Few would question Elon Musk’s extraordinary achievements as a visionary thinker and entrepreneur: enabling rapid, secure online payment technology, transforming electric vehicles into attractive supercars with mass-market appeal, and pioneering space travel outside of government control. In a recent tweet, coinciding with the publication of the latest statistics from the UN’s Population Division, Musk blasts off into the sphere of ongoing human population growth, downplaying its impacts upon our currently still living, green and biodiverse planet (compared to the red, dead, distant and deadly one, Mars, that Musk is so preoccupied with).

The UN projects that the global human population will increase by a further 2 billion over the next 30 years to 9.7 billion, possibly peaking at just under 11 billion by the end of the century. Those are the median figures – the UN’s 95% certainty estimates give a range of a low of 9.4 billion people on our planet by 2100 and a high of 12.7 billion. A difference of over 3 billion people. Other UN projections in the series offer an even greater disparity between high and low projections, depending on a range of factors.

Contrasting to those projections, Musk cites a 2012 article by the highly-respected scientist Jorgen Randers, co-author of the seminal 1972 report Limits to Growth, to support Musk’s view that an “ageing and declining world population” will be the “real issue” by 2050, not overpopulation. This is in direct contradiction to the concerns Randers set out in his article adapted from a lecture given as part of the University of Cambridge’s Sustainable Development series:

“If I could persuade you of one thing, it should be this: the world is small and fragile, and humanity is huge, dangerous and powerful.

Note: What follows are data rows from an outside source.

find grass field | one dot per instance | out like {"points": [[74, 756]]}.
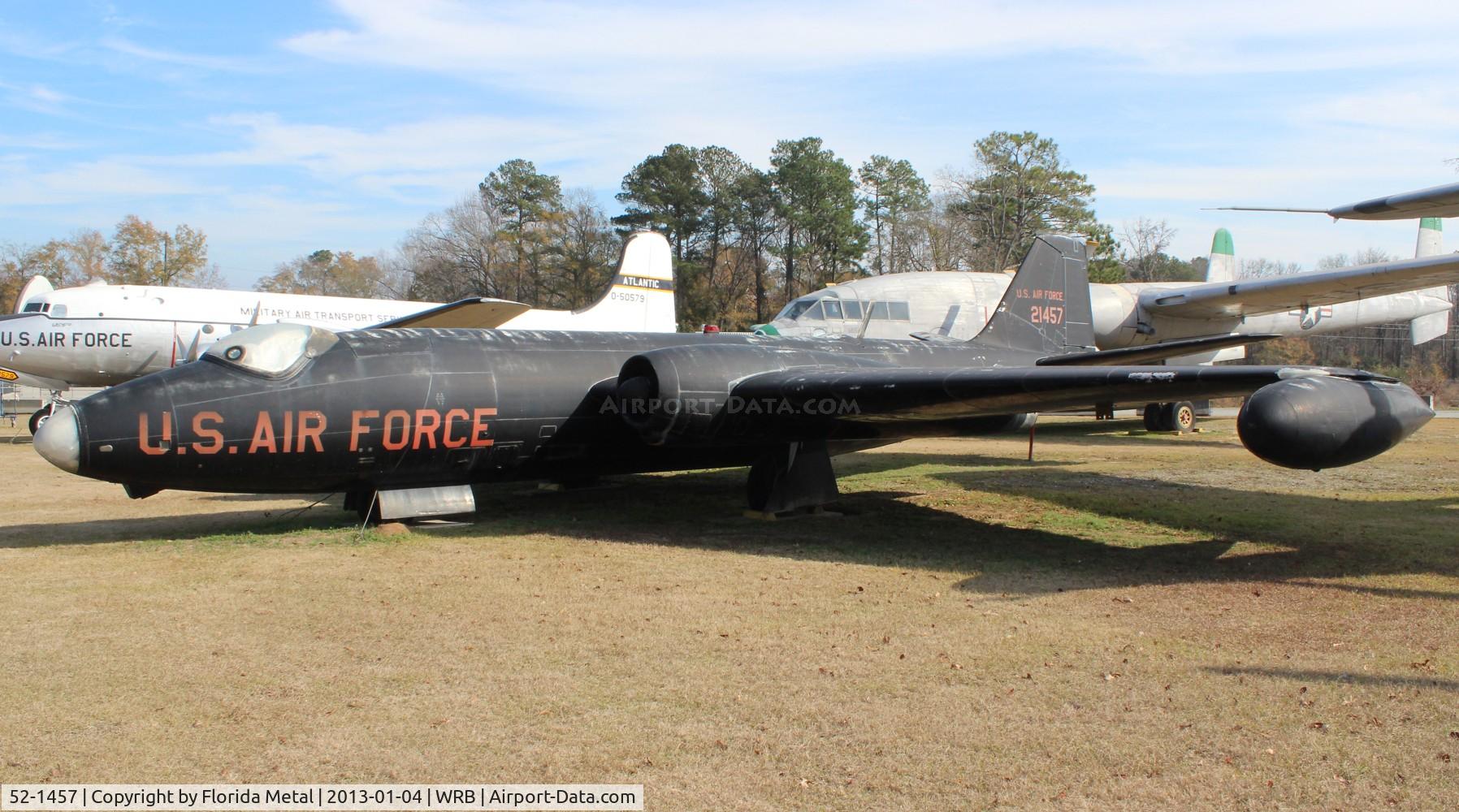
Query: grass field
{"points": [[1134, 621]]}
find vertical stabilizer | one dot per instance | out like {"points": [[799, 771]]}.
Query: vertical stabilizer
{"points": [[1046, 306], [1430, 238], [1430, 244], [36, 287], [1222, 264], [639, 299]]}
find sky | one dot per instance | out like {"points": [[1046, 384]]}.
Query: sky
{"points": [[279, 128]]}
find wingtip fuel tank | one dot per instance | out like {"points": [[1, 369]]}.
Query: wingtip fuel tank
{"points": [[1323, 421]]}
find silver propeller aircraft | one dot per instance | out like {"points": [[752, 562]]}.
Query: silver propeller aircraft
{"points": [[943, 305], [106, 335], [407, 420]]}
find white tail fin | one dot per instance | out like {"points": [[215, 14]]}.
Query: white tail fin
{"points": [[639, 299], [36, 287], [1222, 264], [1430, 244]]}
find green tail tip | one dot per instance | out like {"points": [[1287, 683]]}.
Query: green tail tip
{"points": [[1222, 244]]}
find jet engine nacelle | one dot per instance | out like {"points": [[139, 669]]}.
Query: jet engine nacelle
{"points": [[1328, 421], [680, 394]]}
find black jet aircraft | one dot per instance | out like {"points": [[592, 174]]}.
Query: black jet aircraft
{"points": [[406, 420]]}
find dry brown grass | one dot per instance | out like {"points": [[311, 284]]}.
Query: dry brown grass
{"points": [[1130, 621]]}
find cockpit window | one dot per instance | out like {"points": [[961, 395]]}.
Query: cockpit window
{"points": [[795, 308], [271, 348]]}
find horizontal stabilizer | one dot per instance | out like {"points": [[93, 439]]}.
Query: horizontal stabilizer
{"points": [[1435, 201], [478, 313], [1281, 293], [1154, 352], [1427, 328]]}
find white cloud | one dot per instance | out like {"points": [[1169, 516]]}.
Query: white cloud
{"points": [[590, 51], [199, 62], [91, 181]]}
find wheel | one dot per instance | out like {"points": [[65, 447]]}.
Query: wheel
{"points": [[41, 416], [365, 505], [1151, 417], [1182, 417]]}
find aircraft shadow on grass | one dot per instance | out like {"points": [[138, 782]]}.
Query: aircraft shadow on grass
{"points": [[1312, 676], [1309, 538]]}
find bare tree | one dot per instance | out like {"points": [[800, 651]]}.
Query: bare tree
{"points": [[1264, 267], [1145, 242], [1365, 257]]}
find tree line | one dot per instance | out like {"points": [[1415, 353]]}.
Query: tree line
{"points": [[744, 240], [137, 253]]}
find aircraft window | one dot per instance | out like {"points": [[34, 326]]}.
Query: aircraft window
{"points": [[273, 348], [794, 309]]}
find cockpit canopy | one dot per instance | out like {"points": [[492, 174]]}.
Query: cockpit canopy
{"points": [[826, 306], [34, 306], [273, 350]]}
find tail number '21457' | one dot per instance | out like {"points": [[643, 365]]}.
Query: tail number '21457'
{"points": [[1046, 313]]}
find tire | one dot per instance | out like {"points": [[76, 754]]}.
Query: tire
{"points": [[1151, 417], [1182, 417], [41, 416]]}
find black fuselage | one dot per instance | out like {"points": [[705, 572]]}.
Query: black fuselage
{"points": [[387, 408]]}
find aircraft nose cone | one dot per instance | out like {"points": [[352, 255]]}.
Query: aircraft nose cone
{"points": [[58, 441]]}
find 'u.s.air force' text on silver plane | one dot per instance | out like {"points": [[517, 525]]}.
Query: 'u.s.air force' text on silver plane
{"points": [[106, 335], [419, 416]]}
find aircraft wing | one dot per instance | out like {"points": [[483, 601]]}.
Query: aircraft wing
{"points": [[478, 313], [27, 379], [1275, 295], [1435, 201], [1145, 353], [892, 394]]}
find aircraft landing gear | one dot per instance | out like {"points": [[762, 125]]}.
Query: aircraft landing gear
{"points": [[1171, 417], [41, 416], [365, 505], [791, 477]]}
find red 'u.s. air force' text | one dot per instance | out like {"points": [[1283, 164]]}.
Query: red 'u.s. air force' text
{"points": [[302, 432]]}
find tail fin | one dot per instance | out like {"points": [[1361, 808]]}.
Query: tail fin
{"points": [[1430, 238], [1430, 244], [34, 287], [641, 298], [1222, 264], [1046, 306]]}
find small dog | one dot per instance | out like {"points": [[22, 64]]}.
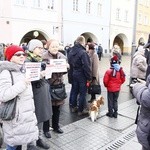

This is a total reversal of the biblical perspective on humanity, and the way in which man has thought during most of his presence on Earth. But this is the perspective we need to take if we’re to be sure that sustainability emerges or, at least, that the world as we know it survives for a couple of hundred more years.”

Person looking at stars
Person looking at stars

With 7.7 billion people on Earth currently, our planet is already under considerable stress, as accelerating climate change and biodiversity loss demonstrate. Although Randers’ population projections differ from the UN ones in that he predicted a peak in 2040 at 8.1 billion people, followed by a decline, he is unequivocal about the ongoing negative effects of human population pressure: “…in 2050, I am afraid there will be no real nature outside parks. Most untouched nature will be inside protected areas. Everything outside will either have been cut down or used for agriculture or urban areas.”

He describes his methodology as being “much less of a scientific activity than the type of scenario analysis I commonly do”, and as “educated guesswork”. But he does not shy away from reaching concrete conclusions and proposing clear personal actions:

“First, have fewer children, and that’s particularly important when you’re rich. My daughter, who is 29 and Norwegian, is the most dangerous animal on the surface of the Earth. She consumes between 10-30 times as many resources and generates 10-30 times as much pollution as an Indian child. So, it’s much more important to have one less rich kid than it is to have 10-30 fewer Indians. I’m serious. Population control in the rich world should be the prime focus.” 

A positive, personal action and choice supported and promoted by Population Matters, but not one apparently acknowledged or adopted by Elon Musk.